Furthermore, alarmism does little to correct our mental models of the quantitative data regarding specific issues. I am an optimist because the number of reported measles cases has dropped significantly from 1954 to today, at least 800-fold. I am slightly alarmed at the smaller number of unnecessary deaths in the past ten years, but acknowledge that there is little I can do in my current position to persuade the likes of ultra-Orthodox Jewish communities to vaccinate their children. What value do I get from receiving headlines repetitively about the measles outbreak in Washington, Disneyland, and Oregon in my newsfeed beyond a feeling of moral superiority and soft keyboard advocacy with a "like"?

The History of Vaccines data from 1954-2008
CDC data from 2010-2018

(Of course, I'm only complaining of the magnitude, not of the fact that media blazes alight from news that the Trump Administration plans to lift offshore oil drilling moratoriums. When that inspires a collective and productive rise in arms among a more informed public, I think that's a net good.)

Resilience Library

Ironically, another consequence of when climate change is used to sensationalize is that the usage begins to undermine its own weight and desensitizes users to its urgency. Readers begin to admonish the movement, associating it with tree-huggers or rock-lickers. It's just natural heuristics. Newton's Third Law states that for every action, there is an equal and opposite reaction, and brandishing climate change as a virtue signal undoubtedly attracts its share of contrarians. Climate change as a cohesive brand is useful as an awareness tool, but terrible at helping people comprehend the disparate foundational knowledge and facts that make up climate change.

Popular science is still relatively nascent.

After all, popular science can be rather exclusionary based on education level, and that needs to be strongly considered in the messaging of popular science. If you consider a generation-by-generation time frame, popular science is nascent. Modern philosopher James Flynn claims that newer generations are increasingly able to form logical thoughts from abstractions because that's the demand that our interconnected, global society requests of us. It's easy to envision hypothetical scenarios of an apocalyptic wasteland in one scenario of Pascal's wager, which is a sufficiently convincing argument to act. 

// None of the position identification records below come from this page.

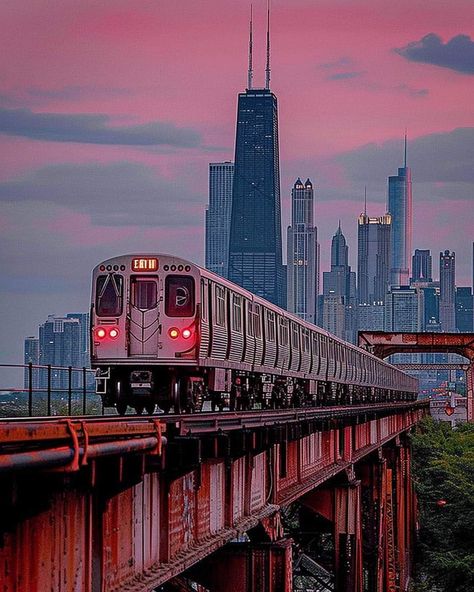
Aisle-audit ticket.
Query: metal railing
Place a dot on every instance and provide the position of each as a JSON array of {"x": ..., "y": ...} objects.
[{"x": 48, "y": 390}]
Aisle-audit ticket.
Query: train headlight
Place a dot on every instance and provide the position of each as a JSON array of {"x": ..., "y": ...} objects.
[
  {"x": 173, "y": 332},
  {"x": 100, "y": 333}
]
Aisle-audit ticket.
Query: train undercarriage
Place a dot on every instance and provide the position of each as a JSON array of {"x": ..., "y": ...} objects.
[{"x": 185, "y": 390}]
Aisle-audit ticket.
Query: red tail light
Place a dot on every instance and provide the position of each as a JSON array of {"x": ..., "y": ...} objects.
[
  {"x": 100, "y": 333},
  {"x": 113, "y": 332},
  {"x": 173, "y": 332}
]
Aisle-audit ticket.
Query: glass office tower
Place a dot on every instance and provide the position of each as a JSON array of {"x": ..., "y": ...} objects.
[{"x": 255, "y": 247}]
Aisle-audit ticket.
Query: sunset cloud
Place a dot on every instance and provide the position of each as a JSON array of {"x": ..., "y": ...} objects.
[
  {"x": 456, "y": 54},
  {"x": 93, "y": 129}
]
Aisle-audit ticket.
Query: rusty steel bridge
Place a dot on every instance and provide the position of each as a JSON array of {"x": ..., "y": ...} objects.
[{"x": 200, "y": 502}]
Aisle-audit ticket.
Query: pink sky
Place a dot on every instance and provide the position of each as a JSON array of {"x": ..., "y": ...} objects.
[{"x": 340, "y": 84}]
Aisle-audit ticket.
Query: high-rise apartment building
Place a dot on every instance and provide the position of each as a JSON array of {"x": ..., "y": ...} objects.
[
  {"x": 60, "y": 344},
  {"x": 464, "y": 310},
  {"x": 31, "y": 356},
  {"x": 400, "y": 208},
  {"x": 447, "y": 291},
  {"x": 374, "y": 258},
  {"x": 255, "y": 246},
  {"x": 303, "y": 254},
  {"x": 221, "y": 176},
  {"x": 339, "y": 292},
  {"x": 403, "y": 309},
  {"x": 421, "y": 267}
]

Pascal's wager, climate change edition. Source

But despite countless systematic reviews show that vaccines are not linked to autism (a stigma of which also needs to be addressed), there are still those who insist otherwise because a reliable friend, family, or neighbor told them so. One example is a holy grail of research, involving multiple cohort studies, case-control studies, and randomized clinical trails, that disproved any connection between the MMR vaccine with autism, asthma, leukemia, hay fever, type I diabetes, and much more.

If we don't engage thoughtfully in emotional design, then we're not very helpful to other people. Sometimes it's not that people don't believe in corrective information regarding vaccination, but there's no profound emotional impetus to translate that belief into behavioral change.

There must be a paradigm shift in how we evaluate our messaging--maybe that's thinking in terms of emotional, or specifically trust, capital? There's no silver bullet to get people to act on climate change or vaccine their children, but I imagine that individualized regional policy considerations might be a part of the solution, like the NYC HOME-STAT program's lean towards more trustful analog communication channels.

I believe that somehow we can design the messaging around popular science to make it more inclusive. How can we alter the semantics, rather than content, specific to each strata of people, coupled with proper channels of outreach? What are other compelling calls to action, if not social responsibility? What are pain points we can eliminate to make socially responsible action more accessible?